Third Trimester Update

From the start, I confidently said we’d be scheduling the c-section for the first week of August from the first heartbeat we saw in January. Now, my pregnancy has now become like most women’s where they aren’t totally sure when the baby will come. We knew that any pregnancy would result in an early c-section way back before we even started trying to conceive, the surgery we had in 2015 to take out my fibroids meant that the muscle of my uterus wouldn’t perform labor. When we confirmed viability of our sweet boy the delivery date went from a projected 38 weeks to a more realistic 36 weeks gestation. At 20 weeks we saw on the anatomy scan that my placenta had been built in a precarious way, and at 24 weeks it seemed that it was going to stay that way, and at 28 we were sent to a specialist in Eugene to confirm what we were seeing on the ultrasound was correct. The confirmation meant that we will now deliver at 34 maybe 32 weeks depending on how the condition progresses. That is one tiny baby coming 6 or 8 weeks early, it means words like preemie and NICU are now part of our reality.

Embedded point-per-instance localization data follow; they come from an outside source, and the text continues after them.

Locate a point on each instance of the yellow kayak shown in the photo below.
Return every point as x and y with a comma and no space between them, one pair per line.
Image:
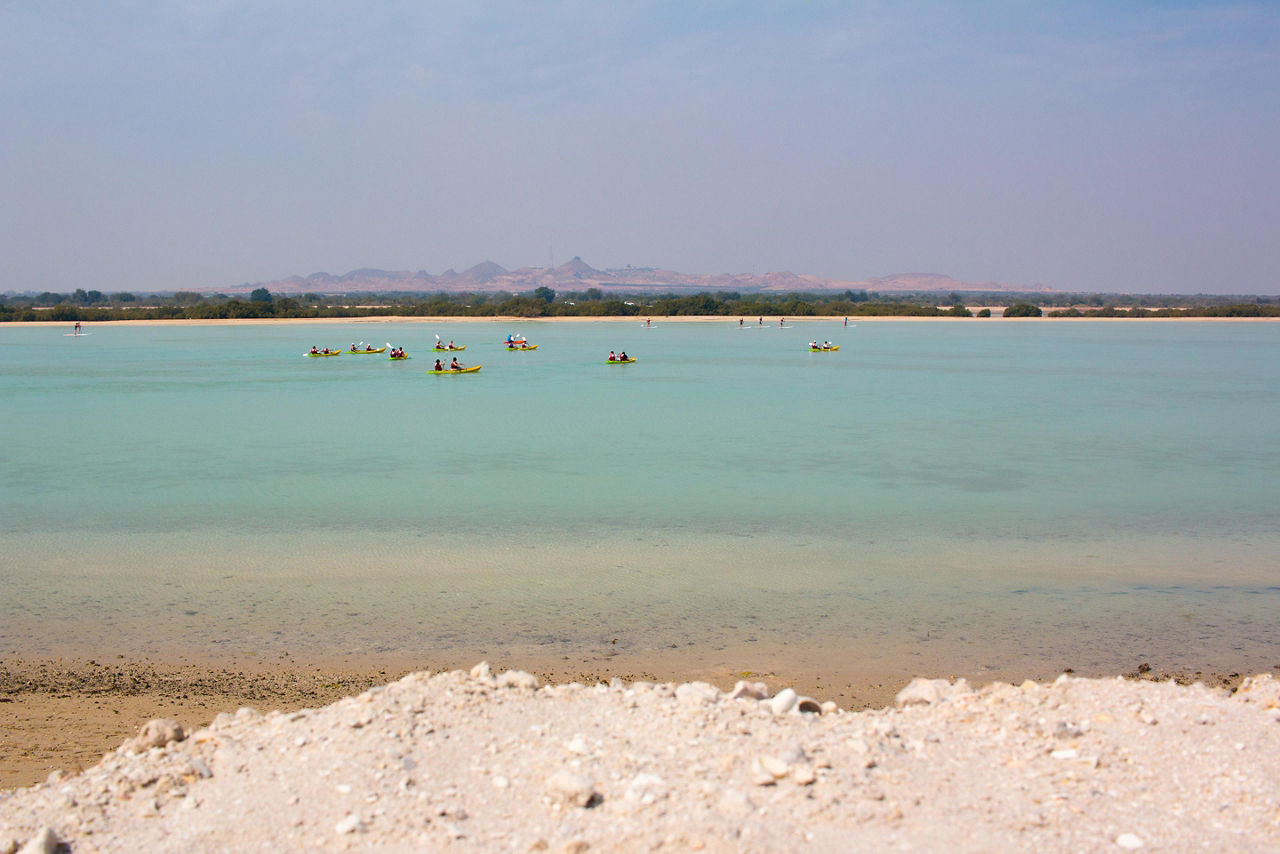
460,370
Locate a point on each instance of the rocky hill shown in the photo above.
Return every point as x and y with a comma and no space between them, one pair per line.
577,274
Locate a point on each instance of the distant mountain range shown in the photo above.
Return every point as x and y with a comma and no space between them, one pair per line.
580,275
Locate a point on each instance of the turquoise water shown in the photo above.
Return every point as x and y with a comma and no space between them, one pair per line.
963,497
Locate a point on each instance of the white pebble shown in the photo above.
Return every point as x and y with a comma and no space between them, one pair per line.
784,702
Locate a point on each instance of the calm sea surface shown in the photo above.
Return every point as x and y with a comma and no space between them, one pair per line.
978,498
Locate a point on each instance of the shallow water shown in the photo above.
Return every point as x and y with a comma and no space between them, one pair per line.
969,498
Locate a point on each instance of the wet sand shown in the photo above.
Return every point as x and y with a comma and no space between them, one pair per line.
65,713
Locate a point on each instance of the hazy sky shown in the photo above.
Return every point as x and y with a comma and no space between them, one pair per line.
1087,146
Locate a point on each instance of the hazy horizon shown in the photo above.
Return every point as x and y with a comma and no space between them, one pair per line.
1087,147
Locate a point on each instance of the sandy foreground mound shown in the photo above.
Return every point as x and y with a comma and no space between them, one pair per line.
483,762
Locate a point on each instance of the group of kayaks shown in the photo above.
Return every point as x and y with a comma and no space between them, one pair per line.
512,345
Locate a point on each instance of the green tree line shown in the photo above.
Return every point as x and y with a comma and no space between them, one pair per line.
544,302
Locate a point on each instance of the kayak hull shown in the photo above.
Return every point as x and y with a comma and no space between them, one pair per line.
461,370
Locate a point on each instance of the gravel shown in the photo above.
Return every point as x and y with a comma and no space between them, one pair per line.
496,762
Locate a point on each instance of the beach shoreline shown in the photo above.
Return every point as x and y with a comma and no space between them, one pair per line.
771,322
64,713
499,761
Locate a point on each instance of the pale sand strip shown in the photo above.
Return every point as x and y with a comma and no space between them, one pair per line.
691,319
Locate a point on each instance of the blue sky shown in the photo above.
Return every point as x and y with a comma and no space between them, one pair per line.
1086,146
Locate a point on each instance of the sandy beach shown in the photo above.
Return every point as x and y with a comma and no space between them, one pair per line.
691,319
501,762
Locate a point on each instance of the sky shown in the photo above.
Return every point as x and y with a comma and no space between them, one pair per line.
204,144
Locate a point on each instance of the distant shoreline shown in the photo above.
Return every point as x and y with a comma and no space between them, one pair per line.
506,319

If you want to look it up it’s called vasa previa with velamentous cord insertion and also just for fun I have placenta previa too. It means the umbilical cord was built in a “loose wires ” kind of way as opposed to a strong thick cord going from placenta to baby. It’s much like the electricity in my ’70s house: it still gets power where it needs to go but no one can believe someone built it this way. Dr. Bob, the NICU Dr we chatted with, called it “the architecture of my womb” that is dictating our delivery schedule. Isn’t that lovely? It makes it sound like I am a cathedral! It reminds me of my pre-embryo-transfer acupuncture appointment where she called a point on my belly “child palace”. Much to the annoyance of Josh and Schaan, I would announce in any conversational silence “I am a child palace”. It felt like a way of confirming my pregnancy to myself in the early days before we were sure if we were going to get to keep this one. Dr. Bob said it wasn’t anything I did to make a precarious placenta sometimes these things just happen, google says 1% of pregnancies have this situation.

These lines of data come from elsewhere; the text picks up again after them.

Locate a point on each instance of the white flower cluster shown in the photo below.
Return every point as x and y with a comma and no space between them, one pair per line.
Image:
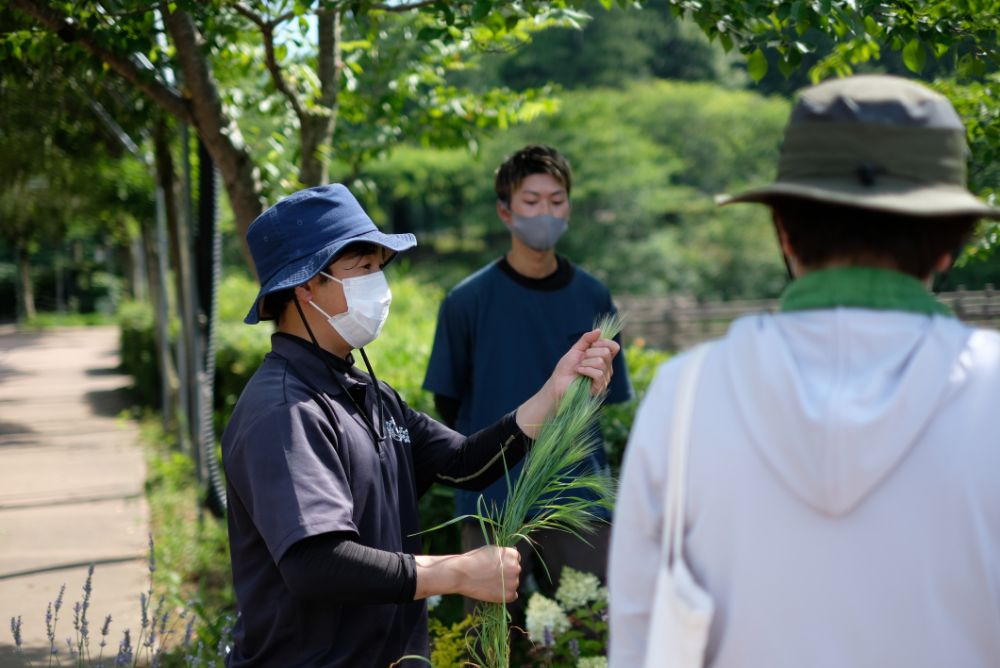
544,613
577,589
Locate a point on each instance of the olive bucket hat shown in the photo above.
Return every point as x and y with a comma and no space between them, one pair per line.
874,142
298,237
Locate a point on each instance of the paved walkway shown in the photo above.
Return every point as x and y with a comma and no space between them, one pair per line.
71,489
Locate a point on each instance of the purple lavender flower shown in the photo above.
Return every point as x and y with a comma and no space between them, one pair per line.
87,590
152,555
15,629
188,632
124,657
104,631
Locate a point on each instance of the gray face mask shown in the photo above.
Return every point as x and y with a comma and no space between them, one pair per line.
538,232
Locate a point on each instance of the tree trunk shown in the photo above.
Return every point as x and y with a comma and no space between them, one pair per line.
222,137
27,287
316,126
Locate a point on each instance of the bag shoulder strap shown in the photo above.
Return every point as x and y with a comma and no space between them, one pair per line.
679,446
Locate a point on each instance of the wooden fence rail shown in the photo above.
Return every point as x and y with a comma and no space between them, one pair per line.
678,322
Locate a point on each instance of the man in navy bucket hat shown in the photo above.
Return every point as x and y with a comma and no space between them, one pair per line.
325,464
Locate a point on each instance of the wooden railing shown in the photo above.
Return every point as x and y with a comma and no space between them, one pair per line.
677,322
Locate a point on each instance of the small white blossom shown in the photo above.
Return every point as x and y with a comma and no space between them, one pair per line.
592,662
577,589
544,613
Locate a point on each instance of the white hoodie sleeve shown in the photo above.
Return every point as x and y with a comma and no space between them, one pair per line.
637,526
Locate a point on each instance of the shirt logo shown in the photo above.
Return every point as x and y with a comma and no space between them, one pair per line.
400,434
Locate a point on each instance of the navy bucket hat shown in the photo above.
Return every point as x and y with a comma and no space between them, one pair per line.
297,237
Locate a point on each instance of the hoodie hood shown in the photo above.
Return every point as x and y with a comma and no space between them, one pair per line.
835,398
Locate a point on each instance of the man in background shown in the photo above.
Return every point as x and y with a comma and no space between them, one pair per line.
501,331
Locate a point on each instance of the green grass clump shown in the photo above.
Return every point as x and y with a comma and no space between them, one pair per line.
544,497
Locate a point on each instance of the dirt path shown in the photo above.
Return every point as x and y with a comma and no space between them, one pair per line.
71,489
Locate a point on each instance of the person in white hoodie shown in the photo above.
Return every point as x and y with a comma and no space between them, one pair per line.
843,477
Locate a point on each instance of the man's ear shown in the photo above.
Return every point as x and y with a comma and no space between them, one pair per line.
303,293
503,211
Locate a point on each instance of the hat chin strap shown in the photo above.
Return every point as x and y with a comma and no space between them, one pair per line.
298,307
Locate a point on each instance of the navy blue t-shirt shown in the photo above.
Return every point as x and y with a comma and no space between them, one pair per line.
300,461
500,335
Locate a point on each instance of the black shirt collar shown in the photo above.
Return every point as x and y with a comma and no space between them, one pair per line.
309,359
557,280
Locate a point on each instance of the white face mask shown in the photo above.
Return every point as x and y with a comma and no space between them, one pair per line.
368,298
538,232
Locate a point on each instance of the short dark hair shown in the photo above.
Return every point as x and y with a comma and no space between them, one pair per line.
532,159
273,305
819,232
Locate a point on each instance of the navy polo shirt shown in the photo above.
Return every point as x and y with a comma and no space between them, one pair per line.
301,461
499,336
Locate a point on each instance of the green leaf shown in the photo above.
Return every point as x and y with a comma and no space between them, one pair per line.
872,27
481,9
914,56
757,65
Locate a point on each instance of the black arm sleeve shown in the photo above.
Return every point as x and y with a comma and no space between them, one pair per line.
447,408
332,567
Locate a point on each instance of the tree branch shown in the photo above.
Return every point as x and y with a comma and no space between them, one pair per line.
405,8
68,30
331,61
267,32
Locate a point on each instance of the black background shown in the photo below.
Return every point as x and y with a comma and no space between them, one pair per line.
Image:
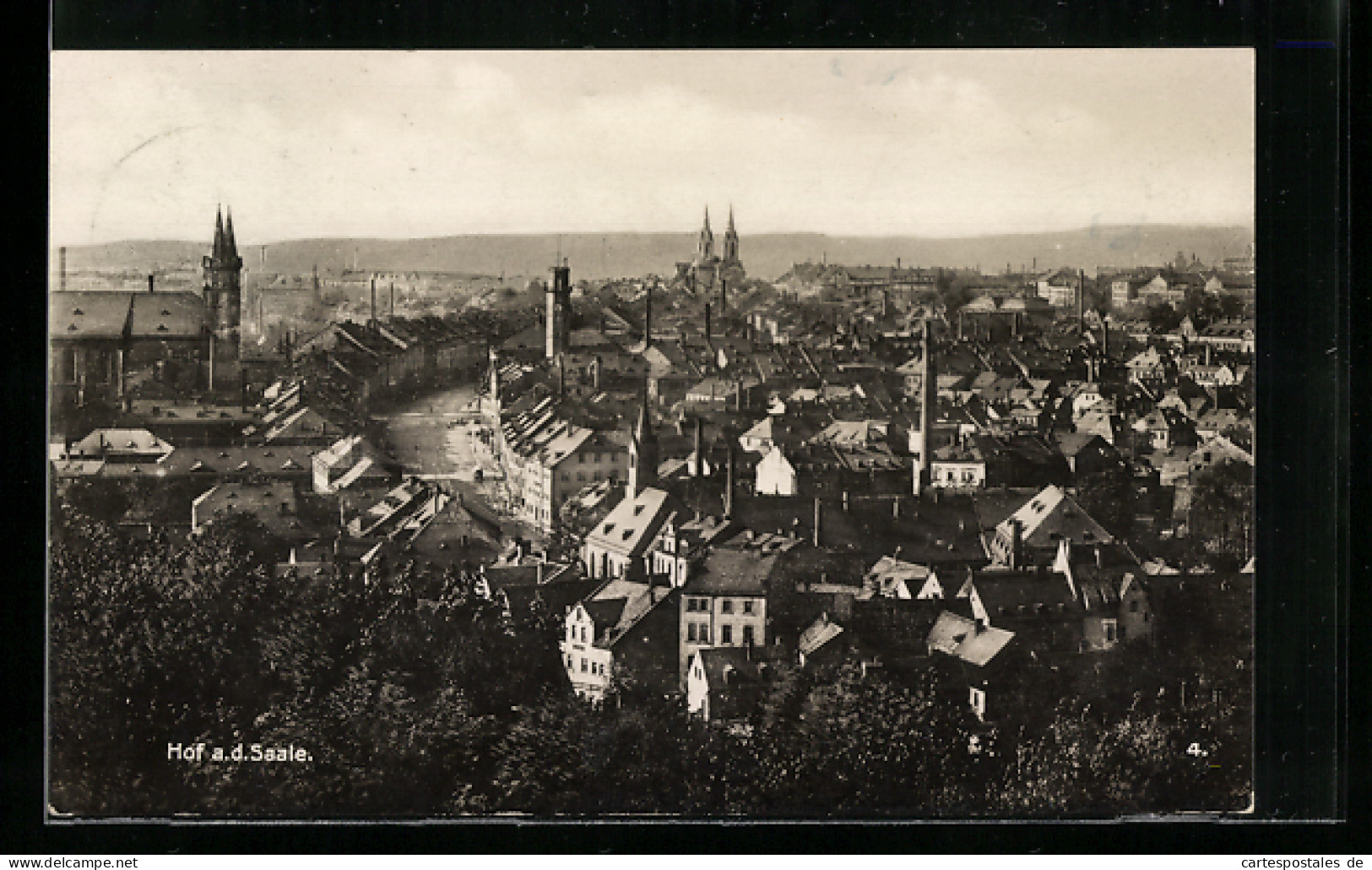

A drop of spotting had me call my OB and landed me in the hospital for monitoring for 24 hours (28 if you want to be exact, which I think I do) we had to make sure this wasn’t going to be a lot of spotting. Four days later another bout of spotting appeared and bought me 8 days in the hospital with constant monitoring. I refer to this as “doing time” I am now on probation at home as I have not had any more spotting. I have to be vigilant about what is happening with my body because the vasa previa could change at any moment for no explainable reason and then we have to deliver IMMEDIATELY. I did not love my time in the hospital because wearing an IV is not comfortable, not going outside for 8 days is terrible, and not sleeping in my bed with Josh and Pony is sad. I had visitors and snacks and was given flowers and books and food from the outside world so it went by pretty fast. It alarmed our moms and dads and we tried to relay to everyone that it was mostly precautionary as Ace and I were both looking very good on all the measurable accounts. I have my very long cervix to thank for my release *tosses hair* I guess it looks pretty strong compared to other people’s cervix so I’m pretty proud of myself there. (no clue what a long cervix is.)

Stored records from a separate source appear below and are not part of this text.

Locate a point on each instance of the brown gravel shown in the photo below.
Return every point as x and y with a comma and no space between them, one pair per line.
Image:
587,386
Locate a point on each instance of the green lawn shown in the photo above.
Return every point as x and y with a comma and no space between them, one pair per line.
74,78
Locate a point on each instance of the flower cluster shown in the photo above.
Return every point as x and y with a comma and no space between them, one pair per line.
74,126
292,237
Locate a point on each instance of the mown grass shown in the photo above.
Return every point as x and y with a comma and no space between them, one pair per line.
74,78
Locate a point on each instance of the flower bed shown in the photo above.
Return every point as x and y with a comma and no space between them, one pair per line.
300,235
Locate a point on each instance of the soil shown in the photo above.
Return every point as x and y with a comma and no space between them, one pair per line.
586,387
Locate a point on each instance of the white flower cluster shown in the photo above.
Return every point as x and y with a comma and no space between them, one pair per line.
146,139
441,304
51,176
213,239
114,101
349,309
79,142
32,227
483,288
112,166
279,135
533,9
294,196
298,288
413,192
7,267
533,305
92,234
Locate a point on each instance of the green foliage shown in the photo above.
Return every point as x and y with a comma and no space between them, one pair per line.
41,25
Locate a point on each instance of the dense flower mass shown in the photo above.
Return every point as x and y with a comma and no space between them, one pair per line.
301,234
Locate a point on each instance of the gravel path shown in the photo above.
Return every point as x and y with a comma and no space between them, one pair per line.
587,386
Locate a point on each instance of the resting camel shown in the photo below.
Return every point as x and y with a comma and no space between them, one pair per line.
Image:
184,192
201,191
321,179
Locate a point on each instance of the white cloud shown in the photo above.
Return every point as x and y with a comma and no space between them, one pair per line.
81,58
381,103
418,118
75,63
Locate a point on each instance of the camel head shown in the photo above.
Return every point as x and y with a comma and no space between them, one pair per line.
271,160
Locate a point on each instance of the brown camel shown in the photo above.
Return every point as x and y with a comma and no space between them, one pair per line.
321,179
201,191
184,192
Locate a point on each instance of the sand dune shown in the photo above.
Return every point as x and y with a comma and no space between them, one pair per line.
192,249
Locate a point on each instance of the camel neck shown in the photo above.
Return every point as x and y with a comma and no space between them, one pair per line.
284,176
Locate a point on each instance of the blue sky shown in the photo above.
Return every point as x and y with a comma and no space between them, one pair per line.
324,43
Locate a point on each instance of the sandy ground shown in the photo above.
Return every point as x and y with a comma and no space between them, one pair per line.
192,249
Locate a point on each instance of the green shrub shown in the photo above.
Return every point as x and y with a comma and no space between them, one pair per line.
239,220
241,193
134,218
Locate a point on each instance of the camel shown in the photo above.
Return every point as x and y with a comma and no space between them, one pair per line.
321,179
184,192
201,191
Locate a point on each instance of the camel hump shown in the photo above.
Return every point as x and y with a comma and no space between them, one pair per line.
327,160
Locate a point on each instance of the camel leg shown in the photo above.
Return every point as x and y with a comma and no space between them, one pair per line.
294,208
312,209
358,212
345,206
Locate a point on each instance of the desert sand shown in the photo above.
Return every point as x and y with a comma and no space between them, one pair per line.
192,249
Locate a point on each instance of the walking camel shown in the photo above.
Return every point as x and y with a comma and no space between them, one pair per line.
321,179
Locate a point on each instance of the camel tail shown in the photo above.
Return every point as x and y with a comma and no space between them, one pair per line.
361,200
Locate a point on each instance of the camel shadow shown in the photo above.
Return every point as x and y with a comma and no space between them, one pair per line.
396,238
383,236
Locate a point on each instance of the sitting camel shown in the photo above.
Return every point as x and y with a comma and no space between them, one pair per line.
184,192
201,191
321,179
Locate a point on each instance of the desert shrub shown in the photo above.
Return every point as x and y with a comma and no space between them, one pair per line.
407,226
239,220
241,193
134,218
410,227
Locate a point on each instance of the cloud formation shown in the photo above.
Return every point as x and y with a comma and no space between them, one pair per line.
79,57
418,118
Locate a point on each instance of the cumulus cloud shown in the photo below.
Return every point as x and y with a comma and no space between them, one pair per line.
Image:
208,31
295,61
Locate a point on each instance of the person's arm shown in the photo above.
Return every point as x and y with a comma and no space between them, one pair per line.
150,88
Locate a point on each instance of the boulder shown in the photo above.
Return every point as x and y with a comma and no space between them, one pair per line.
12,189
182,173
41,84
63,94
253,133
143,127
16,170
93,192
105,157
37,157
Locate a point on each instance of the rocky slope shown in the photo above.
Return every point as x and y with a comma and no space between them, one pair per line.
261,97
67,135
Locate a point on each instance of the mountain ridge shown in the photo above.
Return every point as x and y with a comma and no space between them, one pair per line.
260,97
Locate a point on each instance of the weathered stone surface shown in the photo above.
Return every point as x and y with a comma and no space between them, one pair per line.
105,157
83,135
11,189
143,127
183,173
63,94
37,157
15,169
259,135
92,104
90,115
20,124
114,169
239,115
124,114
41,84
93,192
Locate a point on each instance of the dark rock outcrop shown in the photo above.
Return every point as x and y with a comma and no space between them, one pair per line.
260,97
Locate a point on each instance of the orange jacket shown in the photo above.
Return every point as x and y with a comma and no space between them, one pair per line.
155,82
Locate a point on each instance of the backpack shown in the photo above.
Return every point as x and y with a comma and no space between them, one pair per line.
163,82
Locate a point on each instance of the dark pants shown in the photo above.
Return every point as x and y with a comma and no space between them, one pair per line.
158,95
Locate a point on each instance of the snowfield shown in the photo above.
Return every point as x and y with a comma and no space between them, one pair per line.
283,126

These developments are a lot to hold in my one body, especially because I am holding Ace in here too. I have not been able to communicate very well with everyone and have limited who I share this with until now. Living this reality and trying to understand it has taken all my brain space, I’m sorry to anyone who feels like I didn’t keep them in the loop. It’s scary and it’s not how I envisioned the last month of my pregnancy going. I have been grieving the loss of normalcy and having to cancel my fully booked July massage schedule. We’re trying to manage the difference in income we will now have as my maternity leave has become this much longer. We are preparing our hearts for a very tiny baby who will live in the NICU for a time before he can live in our house with us. We are taking slow deep breaths and being thankful for all of the little things that give us peace, like watching our shows together on our couch and the ability to walk into my kitchen and cream butter into sugar and make something delightful to eat. Baking gives me such a sense of control when life is unpredictable, eggs flour and sugar are very predictable. Of course, we all know control is an illusion but we can often be fooled into thinking we have more say in the course our lives take than we really do, and I for one like that illusion. My favorite thing to say to myself these days is : this is mine, you will have your own, there’s nothing like the real thing. We are watching our baby’s story unfold, we are not writing it, and everyone has their own story. You can’t live someone else’s story we must each have our own. Accepting that means “the real thing” is so so good even if it’s hard and scary, there is absolutely nothing that can compare to living your life in each moment with acceptance. Denial of reality, or what Joan Didion called “magical thinking”, is an old coping mechanism for this enneagram 7. I don’t want to pretend this hard stuff isn’t happening, I want to hug the me that is doing hard things and tell her I’m so proud of her and keep showing up for myself in that liminal space. I wish you a July of ease and joy, but if you find yourself in places that are challenging may you embrace them and live into the “real thing” because your story is beautiful and it’s yours.